J’ai été interpellée, et désagréablement surprise, de constater la virulence des lectrices de ce magazine féministe à ton égard. Pourtant, dans mes commentaires, je ne faisais pas de prosélytisme, je ne faisais que dire que beaucoup de femmes te prenaient, rien de plus, rien de moins.

Réseaux sociaux obligent, je me suis fait littéralement incendier (« ouais non mais la pilule c’est de la merde, pourquoi tu la défends ? », « le stérilet c’est bien mieux, la pilule ça te blinde d’hormones, c’est chimique, et c’est pas écologique »,  sans oublier la bonne vieille théorie du complot, tellement pratique pour éviter la discussion (voire la réflexion) : « tu dois avoir des parts chez des groupes pharmaceutiques, [ton discours est] tellement à contre courant, passéiste et déconnecté que ça en est louche » (ce dernier commentaire est retranscrit mot pour mot, non ce n’est pas une blague…). Et pourtant, je te le jure chère pilule, je n’avais même pas pris ta défense ! Je n’avais fait que dire qu’un pourcentage important des femmes sous contraceptif te choisissaient. That’s it.

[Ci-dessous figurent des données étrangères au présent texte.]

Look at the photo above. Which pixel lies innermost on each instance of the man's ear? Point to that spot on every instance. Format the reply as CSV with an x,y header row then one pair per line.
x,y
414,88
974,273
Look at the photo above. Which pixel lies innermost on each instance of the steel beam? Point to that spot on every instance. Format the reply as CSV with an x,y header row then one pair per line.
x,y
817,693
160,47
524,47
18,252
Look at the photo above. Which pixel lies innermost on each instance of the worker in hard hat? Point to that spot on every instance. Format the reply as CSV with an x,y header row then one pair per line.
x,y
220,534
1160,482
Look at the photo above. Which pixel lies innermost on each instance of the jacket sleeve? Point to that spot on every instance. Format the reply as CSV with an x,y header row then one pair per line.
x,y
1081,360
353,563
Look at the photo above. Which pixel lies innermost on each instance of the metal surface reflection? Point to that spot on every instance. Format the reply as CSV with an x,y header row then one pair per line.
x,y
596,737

Cette discussion animée m’a fait beaucoup réfléchir, et a fini par m’inquiéter, je le dis carrément. J’entendais l’autre jour à la radio que les femmes qui avaient le plus d’enfants sur terre, c’était dans les pays pauvres. J’ai alors pensé à toi, et à prendre ta défense. Quitte à être taxée de louche, de passéiste, ou d’anti-féministe, autant y aller carrément. Donc je vais te défendre un peu, chère pilule, en disant que si ces femmes du tiers-monde t’avaient en libre accès ou presque, comme nous petites femmes blanches de pays riches, y aurait peut-être moins d’enfants qui crèveraient de faim, et tout d’un coup on te trouverait peut-être même une utilité écologique : moins d’humains sur terre… vous avez compris l’idée générale, je ne développe pas.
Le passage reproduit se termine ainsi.